Wrege, Dallas E., Department of Computer Science, University of Virginia
Liebeherr, Jorg, Department of Computer Science, University of Virginia
Wulf, William A., Department of Computer Science, University of Virginia
Robins, Gabriel, Department of Computer Science, University of Virginia
Weaver, Alfred, Department of Computer Science, University of Virginia

Future integrated-services networks are expected to support applications with a wide range of service requirements. The most demanding applications require a bounded-delay service that provides deterministic (i.e., worst-case) bounds on network latencies for all packets. To provide such delay guarantees, a network must allocate network resources such as bandwidth and buffer space to individual connections. However, since resource availability is limited, the network must carefully manage its resources in order to ensure a high achievable network utilization.

Two components are central to the design of a network with a bounded-delay service: the traffic characterization method used to specify traffic on a connection, and the packet scheduling discipline at network switches that determines the transmission order of packets queued at output buffers. The choice of each component determines a trade off between achievable network utilization and implementation overhead. In particular, a
traffic characterization should accurately describe the actual arrivals on a connection so that a large number of connections can be supported, but it must also conform to a simple parameterized model that the network can easily monitor and enforce.
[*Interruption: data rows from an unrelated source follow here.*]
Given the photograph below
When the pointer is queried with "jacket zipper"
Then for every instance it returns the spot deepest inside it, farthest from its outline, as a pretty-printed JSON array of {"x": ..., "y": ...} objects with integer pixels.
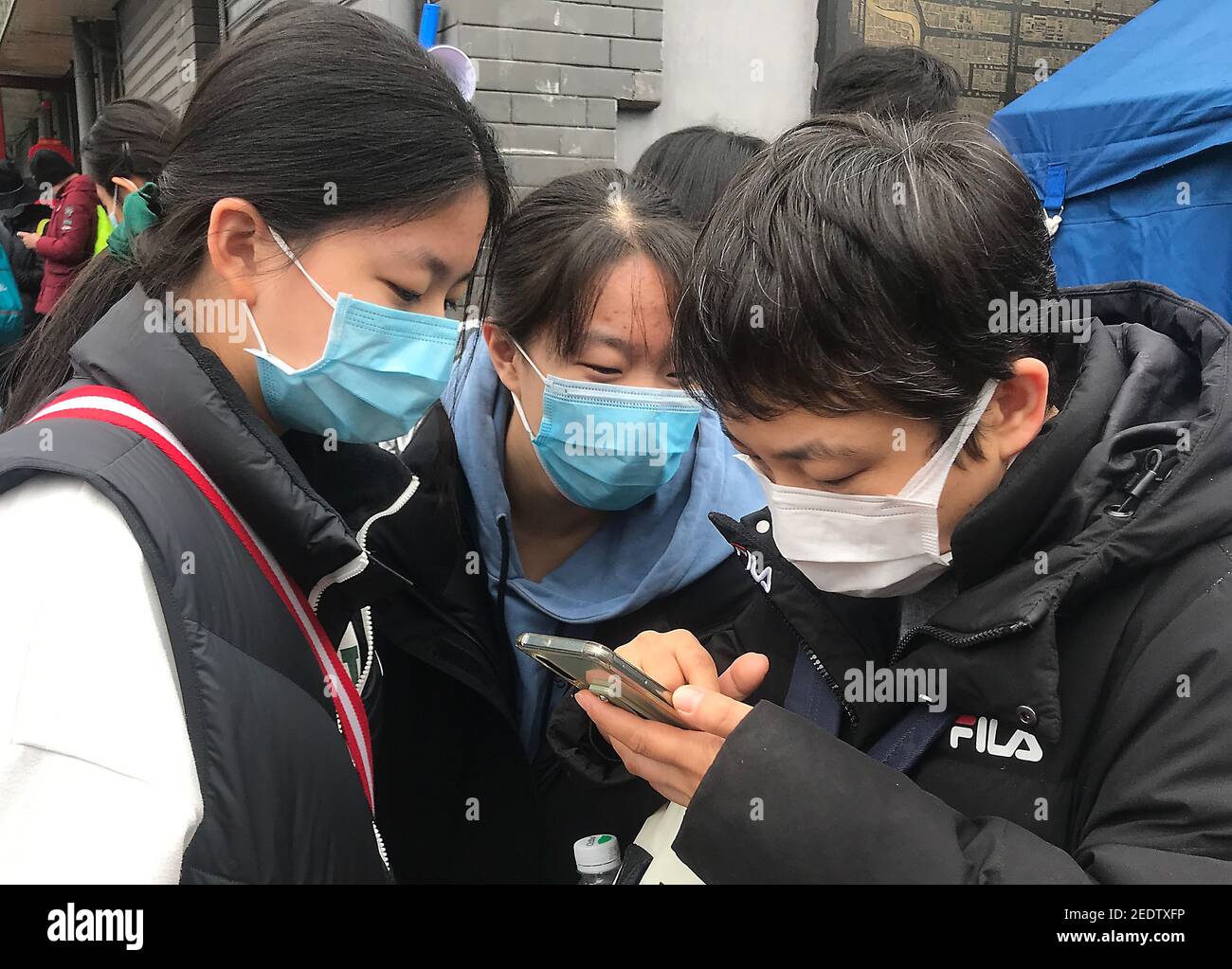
[
  {"x": 829, "y": 682},
  {"x": 951, "y": 637},
  {"x": 346, "y": 573}
]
Similarly, a packet scheduling discipline should be sophisticated enough to support tight delay constraints at high loads, but it must also have a simple implementation so that packets can be processed at the speed of the transmission link.

This dissertation presents novel methods for traffic characterization and packet scheduling that are practical for implementation yet yield a high network utilization in a bounded delay service. The first problem considered is the characterization of compressed digital video, an important traffic type that is both high in bandwidth usage and has a variable bit rate (VBR). A novel traffic characterization method is presented that is shown to accurately specify the
traffic of VBR video sources. This characterization method is based on approximating an optimal traffic characterization that is itself impractical because of two significant drawbacks: (1) the need for a large number of parameters that are computationally expensive to produce, and (2) the inability of the network to monitor or enforce the optimal traffic characterization. Our characterization method addresses both of these problems by determining a subset of its parameters that can be computed quickly and using these parameters to determine a traffic characterization that can be easily enforced by simple traffic policing mechanisms.

A novel packet scheduling discipline, referred to as Rotating-Priority-Queues+ (RPQ+), is developed that is near-optimal in the sense that it can approximate the optimal Earliest-Deadline-First (EDF) discipline with arbitrary precision. The advantage of the RPQ+scheduler over EDF is in its computational overhead: while an implementation of EDF requires the sorting of packets which is impractical for high-speed networks, RPQ+ avoids the need for sorting by using a set of prioritized FIFO queues whose priorities are rearranged (rotated) periodically to increase the priority of waiting packets. For
shared- memory architectures, it is demonstrated that RPQ+ can be implemented with little computational overhead. Analysis of the RPQ+ scheduler shows that it has the following desirable properties: its implementation requires operations independent of the number of queued packets; it can provide worst-case delay guarantees; it is always superior to a Static-Priority (SP) scheduler; and its achievable network utilization increases with the frequency of queue rotations, approaching that of EDF in the limit.